Os coisos
Durante uns anos fui amigo/colega/factor-SPAC de um moço cheio de qualidades - acima de tudo artísticas - mas, no campo pessoal, insuportável a vários níveis e de um narcisismo e arrogância por vezes rasando o nauseante. O que mais me marcava era a obcessão pela [homo]sexualidade alheia. Havia sempre um comentariozito a fazer, sem coragem de ser declaradamente homofóbico, mas prenhe de um escárnio desvalorizante e - pressentia eu - assustado. Havia uma vítima recorrente que ainda por cima estudava na mesma zona, tinha sido seu colega e era na altura meu compincha de cantorias. Era sagrado, sempre que surgia no horizonte aquela figura esguia, bizarra e divertida, um cruzamento entre o Tin Tin e o Spirou, eu sabia que o V. ia dizer, de forma forçadamente leve e gozona, mas cada dia com o peso extra da repetição e da desconfiança: Olha lá, o A. assenta no Paté, não é?
A expressão enojou-me bastante, com as suas metáforas escatológicas e matizes realistas. Mais tarde o meu pai tranquilizou-me: parece que o Paté era um cinema onde parava a comunidade homossexual há uns tempos, mas era tão provável que o V. soubesse isso como eu. Sem falar que agora me surgem sempre uns risinhos parvos quando vou ao King e no écran surge o orgulhoso Pathé Cinémas. Adiante.
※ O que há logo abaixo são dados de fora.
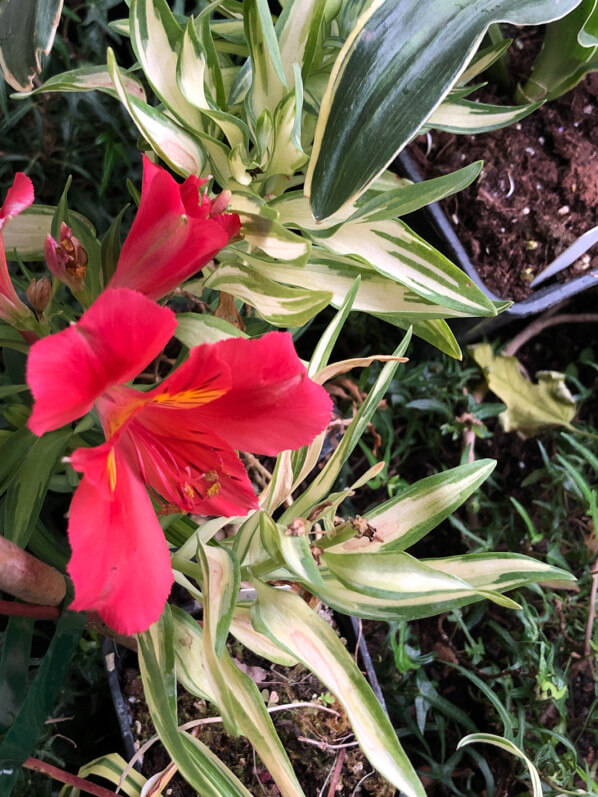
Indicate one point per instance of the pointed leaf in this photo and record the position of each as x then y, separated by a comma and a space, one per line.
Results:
403, 520
278, 304
311, 639
196, 763
169, 140
393, 71
27, 29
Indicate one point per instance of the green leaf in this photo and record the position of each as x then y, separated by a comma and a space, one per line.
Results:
197, 764
12, 453
403, 520
412, 197
19, 742
272, 238
569, 52
530, 408
325, 345
510, 747
86, 78
412, 586
393, 71
171, 142
310, 639
28, 489
464, 116
111, 768
298, 29
499, 571
193, 330
278, 304
268, 84
324, 481
27, 29
246, 702
110, 251
394, 250
14, 668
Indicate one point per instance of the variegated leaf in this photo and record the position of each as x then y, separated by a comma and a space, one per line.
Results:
168, 139
392, 73
157, 39
88, 78
199, 766
403, 520
311, 639
246, 702
465, 116
499, 571
278, 304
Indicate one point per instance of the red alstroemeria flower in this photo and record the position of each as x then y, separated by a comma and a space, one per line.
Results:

As minhas respostas foram, obviamente, evoluindo. Começaram evasivas, pá, sei lá, nós somos oitenta, não o conheço assim tão bem e lá porque é extravagante [para os nossos pequeninos padrões] não quer dizer que seja gay, olha que porra!; passaram a directas e secas, parece-me que sim, que é homossexual, V., pronto, satisfeito?; acabaram no directas e brutas, olha lá, mas tu tens algum problema com a sexualidade dos outros, ou será com a tua? As interpelações do V. também variavam, e não deixava de ser sociologicamente interessante ver como um arremedo de homem que reproduzia estereótipos e poses da ponta do cabelo baywatch [vê-lo danado era dizer-lhe, ai, mas o menino hoje está o máximo, tão marés-vivas, sei lá!] até à unha do dedo pequenino metido nos ténis Reebok teorizando quanto aos "cenários" dos outros, as cores das roupas dos outros, o cabelo-no-ar dos outros, o estilo efeminado dos outros, a artificialidade dos outros. Acho que foi depois da última discussão sobre o assunto que o V. deixou definitivamente de me cumprimentar nos corredores da escola.
Era fácil catalogar o V.: homofóbico. Fosse hoje e não hesitaria: o V. era um dos protótipos possíveis de Coiso - um moço/homem giro, inteligente, criativo, mas homofóbico. Claro que isto me fazia uma confusão brutal, mas não tinha lata nem me sentia no direito de lhe perguntar abertamente se afinal o problema dele era uma homossexualidade reprimida por uma brutal crosta e que estava a entrar, definitivamente, em ebulição. Teorias de outros amigos também passavam por aí. Não era normal que um homem como o V. pavlovianamente falasse no Paté de cada vez que o A. ou outro qualquer alvo possível surgisse no horizonte. Era o que nós chamávamos receber o postalinho mas não ter coragem para o abrir.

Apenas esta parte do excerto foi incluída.